Дренди-бренди-колбаса, на веревочке оса. Когда веревочка — больно, но не страшно. Тебя дергают и кормят. Колбаса, бренди. «Лаги-опа, нима ош емисизми?»[5] «Джаночка, какая интересная красавица выросла, только худенькая, пусть ему земля будет пухом!» А теперь одна в осеннем доме. Воробьи, поклевав виноградник в голубые зрачки переспелых ягод, давно шумно ушли разорять другие сады. Оса, досеменив до края стекла, унеслась в пустоту. Старый дом еле слышно потрескивал глиняными костяшками кирпичей. Начало. Горько-соленого страха.

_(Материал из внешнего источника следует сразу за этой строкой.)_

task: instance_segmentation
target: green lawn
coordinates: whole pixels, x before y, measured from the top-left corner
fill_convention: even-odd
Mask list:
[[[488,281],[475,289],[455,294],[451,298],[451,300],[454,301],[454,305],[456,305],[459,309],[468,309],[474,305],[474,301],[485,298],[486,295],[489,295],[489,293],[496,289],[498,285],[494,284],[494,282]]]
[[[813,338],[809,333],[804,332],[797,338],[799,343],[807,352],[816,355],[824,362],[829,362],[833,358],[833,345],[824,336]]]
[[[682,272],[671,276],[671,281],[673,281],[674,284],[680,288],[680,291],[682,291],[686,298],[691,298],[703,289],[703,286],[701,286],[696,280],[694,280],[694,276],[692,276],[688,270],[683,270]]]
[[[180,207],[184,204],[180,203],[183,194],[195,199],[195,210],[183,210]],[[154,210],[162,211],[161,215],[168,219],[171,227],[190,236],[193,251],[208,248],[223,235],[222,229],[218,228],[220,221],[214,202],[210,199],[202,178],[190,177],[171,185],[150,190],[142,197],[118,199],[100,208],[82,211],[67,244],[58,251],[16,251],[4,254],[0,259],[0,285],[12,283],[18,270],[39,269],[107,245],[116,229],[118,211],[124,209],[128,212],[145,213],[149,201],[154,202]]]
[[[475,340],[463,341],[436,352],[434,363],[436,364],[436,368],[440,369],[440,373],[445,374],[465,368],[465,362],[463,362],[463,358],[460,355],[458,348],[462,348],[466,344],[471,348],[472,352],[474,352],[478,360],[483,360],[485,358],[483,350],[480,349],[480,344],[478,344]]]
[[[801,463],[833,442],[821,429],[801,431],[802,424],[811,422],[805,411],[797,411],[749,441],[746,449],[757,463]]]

Трусость — это недостаток, страх — болезнь. Лаги почувствовала, как заболевает.

Первым симптомом стал ветер; в окна стали заглядывать обугленные жарой листья и ветви, отодвигая изнутри пестрые занавески. От сквозняка закорчилась хищная актиния под закипающим чайником. Луи… са… луи… ссааа… — торопливо зашептал чайник.

Чай — напиток утешения, но если бы его можно было взять, не кипятя в пустом доме. О, чайник — по виду напоминающий отрубленную слоновью голову, а по звуку — хриплого кладбищенского попугая!

Лаги с хрустом выключила слоновью голову, погасила свет и, не дожидаясь, когда в окне проступит рисунок ночного двора, ушла из кухни — спать. Скорее натянуть на голову пыльное одеяло, надежно сомкнуть веки, чтобы сквозь них не проникал ветер. Спи, моя радость, усни. Не думать о ветре. Спи, моя радость, усни. Хруст полиэтилена, плеск маслянистой воды.

Лаги засыпает лицом на север.

Часы на ратуше отбивают восемь ударов, на пестрый циферблат выезжает фигурка Турки в сером тюрбане и магометанских одеждах. Он кланяется и начинает исполнять смешной танец под замедленный Турецкий марш. В мирное, туристическое время сюда приходили толпы детей и иностранцев. Зевак… Сейчас Турка дергал ногами перед пустой площадью в обмылках сугробов.